Tardigrade growth comes from the cuticle molts and they reach sexual maturity after three to six stages.
Sexual
In some species the male deposits the sperm directly into the female's seminal receptacle or into the body cavity by cuticular penetration. In the latter case, fertilization occurs directly in the ovary.
In other tardigrades, a particular form of indirect fertilization takes place: the male deposits the sperm under the cuticle of the female before she molts, and fertilization occurs when the female later deposits the eggs in the shed cuticle.
Females lay 1 to 30 eggs at a time (depending on the species). Its development is direct, without presenting larval stages.
Asexual by parthenogenesis
Parthenogenesis (from the Greek, partheno: virgin and genesis: birth) is a reproductive strategy in which unfertilized eggs develop as individual viable adults.
This strategy has the short-term advantage of allowing rapid reproduction. However, in the long term it presents a disadvantage compared to sexual relatives, since their genetic diversity allows them greater flexibility and adaptation to variations in environmental conditions.

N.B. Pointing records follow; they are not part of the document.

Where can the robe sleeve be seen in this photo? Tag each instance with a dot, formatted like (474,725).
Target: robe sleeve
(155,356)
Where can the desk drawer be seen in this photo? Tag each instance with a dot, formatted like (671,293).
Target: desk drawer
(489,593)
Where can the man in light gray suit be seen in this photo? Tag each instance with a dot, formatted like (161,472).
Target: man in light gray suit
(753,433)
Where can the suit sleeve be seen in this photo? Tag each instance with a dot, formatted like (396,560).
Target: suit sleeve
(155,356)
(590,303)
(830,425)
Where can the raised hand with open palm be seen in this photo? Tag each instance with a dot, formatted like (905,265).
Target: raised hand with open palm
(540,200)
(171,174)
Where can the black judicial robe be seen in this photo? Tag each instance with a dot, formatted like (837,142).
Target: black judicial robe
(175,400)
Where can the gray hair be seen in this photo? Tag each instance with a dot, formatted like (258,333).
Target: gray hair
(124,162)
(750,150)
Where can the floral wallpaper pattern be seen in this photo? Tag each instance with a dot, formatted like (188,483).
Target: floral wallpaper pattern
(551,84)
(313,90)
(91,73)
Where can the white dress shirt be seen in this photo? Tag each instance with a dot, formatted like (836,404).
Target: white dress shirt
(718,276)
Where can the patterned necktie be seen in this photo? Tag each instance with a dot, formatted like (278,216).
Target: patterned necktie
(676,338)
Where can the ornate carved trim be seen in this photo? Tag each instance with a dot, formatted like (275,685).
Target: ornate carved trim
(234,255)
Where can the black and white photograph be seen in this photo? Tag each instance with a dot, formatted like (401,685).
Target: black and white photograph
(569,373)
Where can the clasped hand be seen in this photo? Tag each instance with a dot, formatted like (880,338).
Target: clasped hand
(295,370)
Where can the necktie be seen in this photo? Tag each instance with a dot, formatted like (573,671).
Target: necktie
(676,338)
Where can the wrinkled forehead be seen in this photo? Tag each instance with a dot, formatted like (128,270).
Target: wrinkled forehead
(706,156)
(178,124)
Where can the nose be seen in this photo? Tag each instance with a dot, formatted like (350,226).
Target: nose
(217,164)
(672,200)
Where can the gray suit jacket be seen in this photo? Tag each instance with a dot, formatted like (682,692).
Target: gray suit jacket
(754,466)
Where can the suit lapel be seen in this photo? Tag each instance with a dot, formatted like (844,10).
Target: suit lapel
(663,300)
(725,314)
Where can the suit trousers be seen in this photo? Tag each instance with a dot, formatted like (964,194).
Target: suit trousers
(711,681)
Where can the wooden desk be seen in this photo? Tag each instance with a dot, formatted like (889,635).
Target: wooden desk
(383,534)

In most organisms, parthenogenesis alternates with periods of sexual reproduction.
Eggs
Eggs generally have characteristic surface pores in addition to conical projections.
Figure 5. Details of the Macrobiotus shonaicus egg. Source: Stec, Daniel; Arakawa, Kazuharu; Michalczyk, Łukasz, via Wikimedia Commons
Some species are identified solely by the pattern of their eggs. For example, the species of the genera Macrobiotus and Minibiotus.
Also the size and shape of the pores of the dorsal plates of the eggs, allows to separate species, as in the case of the genus Echiniscus.
References
- Edward, RE and Robert D. Barnes, RD (1996). Invertebrate Zoology. McGraw - Hill Interamericana. Mexico. pp 1114.
- Guidetti, R. and Jönsson, KI (2002). Long-term anhydrobiotic survival in semi-terrestrial micrometazoans. Journal of Zoology 257 (2): 181-187. doi: 10.1017 / S095283690200078X
- Miller, SA and Harley, JP (2004). Zoology. Sixth edition. MacGraw-Hill Higher Education. pp 538.
- Suzuki, AC (2003). Life history of Milnesium tardigradum Doyere (tardigrada) under a rearing environment. Zoolog Sci 20: 49–57.
- Watanabe and Masahiko (2006). Anhydrobiosis in invertebrates Appl. Entomol. Zool., 41 (1): 15–31.
- Wright, J. (2001). Cryptobiosis 300 Years on from van Leuwenhoek: What Have We Learned about Tardigrades? Zoologischer Anzeiger 240: 563–582.